The consumer electronics market – defined as including computing devices, mobile handsets and television sets – is projected to reach $1.6 billion by the end of 2010. It is expected to grow at approximately 11 per cent a year to reach $2.4 billion by 2014, according to BMI in a research report released on Monday.
Yet analysts reckon that the market’s true potential is depressed by a variety of factors, some of which are the responsibility of the government. For instance, poor protection for intellectual property rights means that counterfeit electronics items are rampantly available in the market, driving down quality as well as sales of legitimate brands.
High taxes on consumption, such as sales taxes and excise duties, also drive up prices and depress demand for consumer electronics, particularly at a time of slow economic growth. Sales taxes on most items reach as high as 19 per cent and duties on some imported items are even higher. This is in addition to the 19 per cent sales tax that cellular phone users pay for their service.
Computers accounted for around 18% of Pakistan’s consumer electronics spending in 2009. BMI forecasts Pakistan’s domestic market computer sales (including notebooks and accessories) of $283 million in 2010, up from $264 million in 2009. It is expected to grow at a rate of 7 per cent to reach $391 million by 2014. Government plans to reduce taxes on imported computers are likely to be put on hold in the wake of the recent devastating floods.
Television sets account for around 40 per cent of Pakistan’s consumer electronics spending in 2008. The television set market is projected at $632 million in 2010. The market is expected to grow at 11 per cent to a value of $946 million by 2014. However, the growing availability of smuggled colour televisions is an inhibitor to the growth of the market.
Mobile handset sales are expected to grow at 16 per cent to 22 million units in 2014, as mobile subscriber penetration reaches 99 per cent. Revenue growth will be slower due to lower average selling prices of mobile handsets, with most sets sold at under $40.
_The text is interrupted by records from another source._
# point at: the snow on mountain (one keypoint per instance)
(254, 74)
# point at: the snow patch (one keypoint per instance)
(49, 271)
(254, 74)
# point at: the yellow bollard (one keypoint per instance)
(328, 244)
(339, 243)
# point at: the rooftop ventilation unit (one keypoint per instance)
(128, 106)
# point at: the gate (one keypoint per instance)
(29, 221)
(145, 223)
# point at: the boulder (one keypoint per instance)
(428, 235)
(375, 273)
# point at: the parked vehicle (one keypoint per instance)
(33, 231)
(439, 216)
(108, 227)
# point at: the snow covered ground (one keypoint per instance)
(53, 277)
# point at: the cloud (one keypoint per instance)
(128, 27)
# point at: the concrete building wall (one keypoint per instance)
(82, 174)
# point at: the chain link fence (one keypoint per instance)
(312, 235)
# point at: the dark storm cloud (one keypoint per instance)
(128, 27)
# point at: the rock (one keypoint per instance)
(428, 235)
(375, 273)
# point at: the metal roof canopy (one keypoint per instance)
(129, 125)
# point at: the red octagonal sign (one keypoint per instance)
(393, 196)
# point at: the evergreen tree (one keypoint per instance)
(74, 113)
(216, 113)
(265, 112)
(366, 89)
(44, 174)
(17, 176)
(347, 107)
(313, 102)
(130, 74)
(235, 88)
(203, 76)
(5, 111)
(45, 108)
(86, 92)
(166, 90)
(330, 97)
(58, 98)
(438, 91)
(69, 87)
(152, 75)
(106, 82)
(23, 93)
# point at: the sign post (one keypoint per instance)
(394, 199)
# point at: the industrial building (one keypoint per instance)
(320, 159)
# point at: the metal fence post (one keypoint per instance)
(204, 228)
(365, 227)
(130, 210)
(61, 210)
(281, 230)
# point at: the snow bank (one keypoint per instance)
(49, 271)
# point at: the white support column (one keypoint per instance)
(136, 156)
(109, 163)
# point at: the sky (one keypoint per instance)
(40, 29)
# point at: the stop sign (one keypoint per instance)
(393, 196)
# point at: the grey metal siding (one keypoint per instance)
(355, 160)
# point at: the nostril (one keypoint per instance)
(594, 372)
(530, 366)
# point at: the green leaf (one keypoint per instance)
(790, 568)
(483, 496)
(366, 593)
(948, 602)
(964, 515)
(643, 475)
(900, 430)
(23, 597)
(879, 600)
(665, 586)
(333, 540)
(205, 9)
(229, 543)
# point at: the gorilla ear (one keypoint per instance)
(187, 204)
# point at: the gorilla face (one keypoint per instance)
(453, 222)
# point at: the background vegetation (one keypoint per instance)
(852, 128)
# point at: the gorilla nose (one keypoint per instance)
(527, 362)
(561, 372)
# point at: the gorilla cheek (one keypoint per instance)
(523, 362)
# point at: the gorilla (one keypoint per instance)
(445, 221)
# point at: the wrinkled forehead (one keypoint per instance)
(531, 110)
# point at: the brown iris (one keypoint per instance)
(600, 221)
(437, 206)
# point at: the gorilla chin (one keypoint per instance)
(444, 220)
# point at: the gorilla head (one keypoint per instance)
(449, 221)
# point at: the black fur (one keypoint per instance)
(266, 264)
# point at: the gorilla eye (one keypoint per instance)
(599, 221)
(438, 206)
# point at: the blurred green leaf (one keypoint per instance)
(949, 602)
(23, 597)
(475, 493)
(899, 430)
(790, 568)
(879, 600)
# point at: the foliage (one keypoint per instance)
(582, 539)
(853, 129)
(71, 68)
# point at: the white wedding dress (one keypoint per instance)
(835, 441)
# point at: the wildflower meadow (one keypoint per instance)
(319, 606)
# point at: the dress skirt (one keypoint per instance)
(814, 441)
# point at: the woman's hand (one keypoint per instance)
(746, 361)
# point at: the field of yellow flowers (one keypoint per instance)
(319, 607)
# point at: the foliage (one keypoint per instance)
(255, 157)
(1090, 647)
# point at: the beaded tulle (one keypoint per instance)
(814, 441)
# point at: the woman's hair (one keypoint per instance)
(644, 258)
Yet the government is not solely to blame for the industry’s relative underperformance. Distribution channels in much of urban Pakistan remain weak, with very few large retail outlets that offer consumers a wide array of choice across the full spectrum of electronics as well as brands. Most stores in Pakistan traditionally specialise in a specific subsector, such as mobile handsets or computers rather than the full range of products. Many stores are even more specialised, offering only one type of product from a single brand manufacturer.
There is also a dearth of consumer credit. The market for consumer products took off from 2003 to 2007 under the Musharraf administration when interest rates were low and banks lent freely for consumer goods. However, as the credit crunch of 2008 struck, interest rates skyrocketed, the ratio of nonperforming consumer loans increased, forcing banks to cut back on their consumer lending portfolio.
Published in The Express Tribune, September 28th, 2010.